Foi uma viagenzinha bem fajuta, mas a verdade é que logo descobrimos que meu
plano de reconhecimento de território não poderia acabar bem. A menos que eu
fosse invisível ou andasse com uma arma de intimidação altamente eficaz, não
havia maneira de voltar pra casa vivo de uma incursão nas entranhas do Bom
Jardim, por exemplo. O que é uma pena mesmo.
Não
demorou até que eu deixasse a ideia de lado, mas eu tive o caderno de mapas até
pouco tempo atrás. Não importava para onde eu fosse, sempre o levava na bolsa.

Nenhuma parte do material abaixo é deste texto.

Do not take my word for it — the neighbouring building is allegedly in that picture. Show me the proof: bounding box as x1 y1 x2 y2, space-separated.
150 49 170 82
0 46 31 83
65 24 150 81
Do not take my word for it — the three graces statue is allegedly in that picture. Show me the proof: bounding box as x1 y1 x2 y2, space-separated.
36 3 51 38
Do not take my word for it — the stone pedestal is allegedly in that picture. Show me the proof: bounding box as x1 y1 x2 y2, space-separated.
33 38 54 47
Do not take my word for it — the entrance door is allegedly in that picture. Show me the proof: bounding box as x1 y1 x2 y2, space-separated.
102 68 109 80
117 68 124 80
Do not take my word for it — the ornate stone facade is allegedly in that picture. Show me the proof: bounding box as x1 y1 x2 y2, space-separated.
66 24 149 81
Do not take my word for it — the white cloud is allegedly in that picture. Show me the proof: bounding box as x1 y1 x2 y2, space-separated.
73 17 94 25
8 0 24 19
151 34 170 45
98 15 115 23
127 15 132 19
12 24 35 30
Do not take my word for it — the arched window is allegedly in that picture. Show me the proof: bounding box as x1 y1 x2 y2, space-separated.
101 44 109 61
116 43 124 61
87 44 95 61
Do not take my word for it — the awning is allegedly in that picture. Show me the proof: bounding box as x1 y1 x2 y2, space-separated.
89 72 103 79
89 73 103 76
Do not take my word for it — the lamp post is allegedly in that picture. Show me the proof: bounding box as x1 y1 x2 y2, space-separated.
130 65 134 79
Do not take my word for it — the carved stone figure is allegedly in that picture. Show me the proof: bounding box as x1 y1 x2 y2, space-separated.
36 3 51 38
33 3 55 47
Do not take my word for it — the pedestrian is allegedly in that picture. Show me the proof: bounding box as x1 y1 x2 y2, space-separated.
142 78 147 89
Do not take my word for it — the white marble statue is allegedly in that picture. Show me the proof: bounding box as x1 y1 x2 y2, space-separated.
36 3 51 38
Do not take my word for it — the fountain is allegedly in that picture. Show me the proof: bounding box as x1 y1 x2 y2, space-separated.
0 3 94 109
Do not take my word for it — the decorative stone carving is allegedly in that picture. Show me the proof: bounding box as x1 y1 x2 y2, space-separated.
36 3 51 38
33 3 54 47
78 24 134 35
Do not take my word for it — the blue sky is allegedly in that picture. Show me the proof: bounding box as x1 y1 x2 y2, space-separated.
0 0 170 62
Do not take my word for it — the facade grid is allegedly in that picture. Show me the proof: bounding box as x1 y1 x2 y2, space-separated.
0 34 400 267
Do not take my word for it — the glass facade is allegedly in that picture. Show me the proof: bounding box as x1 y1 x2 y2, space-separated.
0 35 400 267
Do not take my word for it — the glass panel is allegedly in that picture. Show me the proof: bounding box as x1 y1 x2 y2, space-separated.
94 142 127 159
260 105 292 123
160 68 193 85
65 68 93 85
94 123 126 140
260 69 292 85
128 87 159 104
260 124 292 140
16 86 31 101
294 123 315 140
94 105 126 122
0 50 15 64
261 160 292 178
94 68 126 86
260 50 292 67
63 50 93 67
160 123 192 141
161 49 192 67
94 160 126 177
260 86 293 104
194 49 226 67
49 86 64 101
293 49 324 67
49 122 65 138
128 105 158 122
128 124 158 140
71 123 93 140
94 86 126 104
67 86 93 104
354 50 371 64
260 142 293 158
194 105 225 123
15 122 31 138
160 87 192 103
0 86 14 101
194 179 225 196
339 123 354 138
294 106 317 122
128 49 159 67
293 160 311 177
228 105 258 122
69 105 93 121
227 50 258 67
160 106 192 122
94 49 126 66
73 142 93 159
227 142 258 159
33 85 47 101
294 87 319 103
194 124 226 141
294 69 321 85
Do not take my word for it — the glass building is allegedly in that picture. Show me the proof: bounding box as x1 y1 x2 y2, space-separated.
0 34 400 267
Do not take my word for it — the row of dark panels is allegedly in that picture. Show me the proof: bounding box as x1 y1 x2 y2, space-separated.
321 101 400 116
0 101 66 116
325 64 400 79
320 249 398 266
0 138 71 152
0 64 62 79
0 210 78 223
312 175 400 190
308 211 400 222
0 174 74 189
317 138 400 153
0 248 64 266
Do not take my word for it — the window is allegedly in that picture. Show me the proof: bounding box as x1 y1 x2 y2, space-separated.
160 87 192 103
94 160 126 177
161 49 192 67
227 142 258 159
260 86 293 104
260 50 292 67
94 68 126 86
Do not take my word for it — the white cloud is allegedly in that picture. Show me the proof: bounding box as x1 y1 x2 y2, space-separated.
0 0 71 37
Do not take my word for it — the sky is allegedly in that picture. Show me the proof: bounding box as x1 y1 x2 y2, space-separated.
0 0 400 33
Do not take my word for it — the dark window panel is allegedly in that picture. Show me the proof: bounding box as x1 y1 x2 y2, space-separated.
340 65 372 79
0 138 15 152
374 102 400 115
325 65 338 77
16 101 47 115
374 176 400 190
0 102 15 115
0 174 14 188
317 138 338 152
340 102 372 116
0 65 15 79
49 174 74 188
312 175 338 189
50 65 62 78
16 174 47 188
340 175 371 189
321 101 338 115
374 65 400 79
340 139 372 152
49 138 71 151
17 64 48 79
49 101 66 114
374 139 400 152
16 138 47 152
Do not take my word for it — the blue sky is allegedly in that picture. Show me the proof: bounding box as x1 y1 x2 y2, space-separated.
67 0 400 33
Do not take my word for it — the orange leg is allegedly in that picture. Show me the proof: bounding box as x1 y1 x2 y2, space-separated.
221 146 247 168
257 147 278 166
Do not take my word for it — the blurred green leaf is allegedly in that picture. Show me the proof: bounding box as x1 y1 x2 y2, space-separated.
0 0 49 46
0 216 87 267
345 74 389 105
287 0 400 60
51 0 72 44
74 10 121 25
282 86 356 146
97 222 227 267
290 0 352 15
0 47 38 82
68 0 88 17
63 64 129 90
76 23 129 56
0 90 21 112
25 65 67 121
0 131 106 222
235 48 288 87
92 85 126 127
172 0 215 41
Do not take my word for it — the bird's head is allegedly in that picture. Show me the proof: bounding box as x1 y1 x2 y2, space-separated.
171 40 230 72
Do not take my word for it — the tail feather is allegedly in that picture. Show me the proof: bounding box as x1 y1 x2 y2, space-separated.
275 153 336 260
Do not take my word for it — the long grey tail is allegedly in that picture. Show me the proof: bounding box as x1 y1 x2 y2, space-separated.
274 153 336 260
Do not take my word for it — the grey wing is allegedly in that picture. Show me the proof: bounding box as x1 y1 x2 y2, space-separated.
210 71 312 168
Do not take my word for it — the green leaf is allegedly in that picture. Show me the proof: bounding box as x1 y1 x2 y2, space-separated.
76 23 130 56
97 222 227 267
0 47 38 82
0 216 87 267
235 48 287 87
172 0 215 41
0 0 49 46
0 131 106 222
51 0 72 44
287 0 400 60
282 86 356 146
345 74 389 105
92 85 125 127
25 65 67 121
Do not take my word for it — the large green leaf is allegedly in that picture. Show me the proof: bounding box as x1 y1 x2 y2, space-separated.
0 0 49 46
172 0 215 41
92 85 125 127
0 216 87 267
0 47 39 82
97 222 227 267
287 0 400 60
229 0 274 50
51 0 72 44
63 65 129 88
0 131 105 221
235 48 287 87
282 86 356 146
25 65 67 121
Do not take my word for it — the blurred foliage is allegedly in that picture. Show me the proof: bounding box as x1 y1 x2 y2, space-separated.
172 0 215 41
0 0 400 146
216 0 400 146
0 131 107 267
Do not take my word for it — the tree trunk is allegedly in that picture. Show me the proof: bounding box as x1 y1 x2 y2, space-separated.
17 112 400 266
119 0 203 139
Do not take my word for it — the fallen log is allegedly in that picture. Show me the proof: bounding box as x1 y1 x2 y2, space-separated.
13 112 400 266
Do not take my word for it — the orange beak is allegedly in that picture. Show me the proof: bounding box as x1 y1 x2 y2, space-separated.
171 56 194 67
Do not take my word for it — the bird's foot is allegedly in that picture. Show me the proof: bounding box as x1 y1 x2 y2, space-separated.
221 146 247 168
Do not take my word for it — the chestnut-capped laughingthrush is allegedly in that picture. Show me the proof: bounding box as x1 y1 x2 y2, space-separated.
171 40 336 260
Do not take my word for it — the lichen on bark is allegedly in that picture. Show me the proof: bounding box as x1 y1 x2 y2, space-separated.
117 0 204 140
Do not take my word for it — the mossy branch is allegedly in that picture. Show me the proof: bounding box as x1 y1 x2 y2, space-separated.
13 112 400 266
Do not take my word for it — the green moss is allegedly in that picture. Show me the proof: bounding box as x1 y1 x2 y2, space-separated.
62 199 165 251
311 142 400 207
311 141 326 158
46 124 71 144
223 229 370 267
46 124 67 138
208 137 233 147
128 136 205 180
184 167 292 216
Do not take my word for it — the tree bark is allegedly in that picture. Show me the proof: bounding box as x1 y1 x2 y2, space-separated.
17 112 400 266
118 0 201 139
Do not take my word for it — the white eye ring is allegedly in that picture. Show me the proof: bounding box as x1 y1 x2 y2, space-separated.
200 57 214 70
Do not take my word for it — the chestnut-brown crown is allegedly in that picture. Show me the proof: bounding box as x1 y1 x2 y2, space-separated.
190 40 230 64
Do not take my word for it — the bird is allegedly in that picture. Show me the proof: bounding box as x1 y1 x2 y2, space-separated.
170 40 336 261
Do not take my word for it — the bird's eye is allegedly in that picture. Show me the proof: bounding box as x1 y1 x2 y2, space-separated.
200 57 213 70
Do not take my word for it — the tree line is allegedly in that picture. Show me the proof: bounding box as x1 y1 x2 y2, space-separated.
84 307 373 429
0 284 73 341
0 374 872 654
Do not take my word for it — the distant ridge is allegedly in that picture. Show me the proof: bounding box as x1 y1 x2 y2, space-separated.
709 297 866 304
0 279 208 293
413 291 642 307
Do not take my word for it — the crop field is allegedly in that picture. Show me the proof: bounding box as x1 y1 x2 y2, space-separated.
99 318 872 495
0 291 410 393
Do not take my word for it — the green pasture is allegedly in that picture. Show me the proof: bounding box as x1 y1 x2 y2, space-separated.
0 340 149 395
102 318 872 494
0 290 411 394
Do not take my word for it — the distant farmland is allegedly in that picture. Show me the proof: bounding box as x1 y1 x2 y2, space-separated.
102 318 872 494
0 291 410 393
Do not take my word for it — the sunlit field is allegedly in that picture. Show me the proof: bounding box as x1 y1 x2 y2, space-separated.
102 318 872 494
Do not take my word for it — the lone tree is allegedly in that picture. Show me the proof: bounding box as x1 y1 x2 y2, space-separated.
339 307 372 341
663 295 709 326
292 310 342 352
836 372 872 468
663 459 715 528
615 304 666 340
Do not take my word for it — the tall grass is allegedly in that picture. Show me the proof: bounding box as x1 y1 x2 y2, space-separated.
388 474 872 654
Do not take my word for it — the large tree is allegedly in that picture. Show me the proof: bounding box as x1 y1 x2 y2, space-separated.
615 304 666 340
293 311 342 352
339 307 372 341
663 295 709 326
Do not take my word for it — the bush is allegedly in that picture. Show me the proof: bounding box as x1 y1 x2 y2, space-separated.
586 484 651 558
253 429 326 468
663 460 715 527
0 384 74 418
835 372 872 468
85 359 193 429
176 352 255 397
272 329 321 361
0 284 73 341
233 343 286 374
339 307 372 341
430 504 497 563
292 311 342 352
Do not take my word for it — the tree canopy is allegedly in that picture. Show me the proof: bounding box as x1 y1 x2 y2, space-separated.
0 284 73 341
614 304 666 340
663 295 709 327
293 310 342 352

Quando comecei a dirigir, ele me salvou muitas vezes. Sempre tive um terrível
senso de direção e me perdia frequentemente. Um belo dia meu pai foi limpar o
carro e ele desapareceu.
Lembro
um dia em que eu estava no Dragão do Mar com um pessoal e tirei-o da bolsa,
fiquei um tempo ali, absorto, olhando algumas ruas, meio alheio ao que se
passava. Alguém do grupo me notou, um carinha de óculos e cabelo desgrenhado,
parecia que uma máquina do tempo o cuspiu dos primórdios dos anos noventa. “Que
é isso aí?”, perguntou. “Um caderno com os mapas das ruas de Fortaleza.”,
respondi. De alguma forma eu me sentia envergonhado por aquilo que notei ser
uma excentricidade aos olhos das pessoas que não me conheciam. Ele estranhou
aquilo e um dos meus amigos explicou o que era e pra que servia. O rapaz se
deteve um momento me olhando de forma ambígua. “Ei!”, exclamou ele como se
acordasse de uma profunda reflexão interior sobre algo completamente insólito
para sua concepção. “Tu é legal, ó!”, concluiu. Então fui eu que achei a coisa
excêntrica. Demorou até que eu interpretasse aquela reação como um elogio, mas
eu consegui dizer um tímido “valeu, aí...”. A noite foi bem louca e
infelizmente não pude mais conversar com o carinha.
Meu
caderno de mapas, assim como minha coleção de quadrinhos, meus diários e meus
livros era um símbolo que representava o modo como minha mente funcionava. Eu
não me sentia exatamente perdido. Mas precisava loucamente de algo que me
indicasse onde eu deveria ir. De tempos em tempos eu penso em sair por aí atrás
de listas e refazer meu trabalho.
Mas
desta vez, eu apenas paro, entro pelos corredores tortuosos da minha mente e
procuro as listas. Os mapas que coleto são mapas dos caminhos que eu tracei até
agora. Estou montando esse novo caderno, agora mais completo e sóbrio. Nele
estão representadas as ruas mais perigosas, os cantos mais escuros e os bairros
em que não se deve nem pensar em ir. Mas também estão ali aqueles lugares
maravilhosos, cheios de desafio e imensidão. Estão as trilhas para os templos
dos sábios, dos alfarrábios e das paragens serenas.
Para
esse novo caderno de mapas, precisarei ter muito mais coragem do que tive com o
primeiro. É que a maioria dos lugares indicados ali precisam ser visitados.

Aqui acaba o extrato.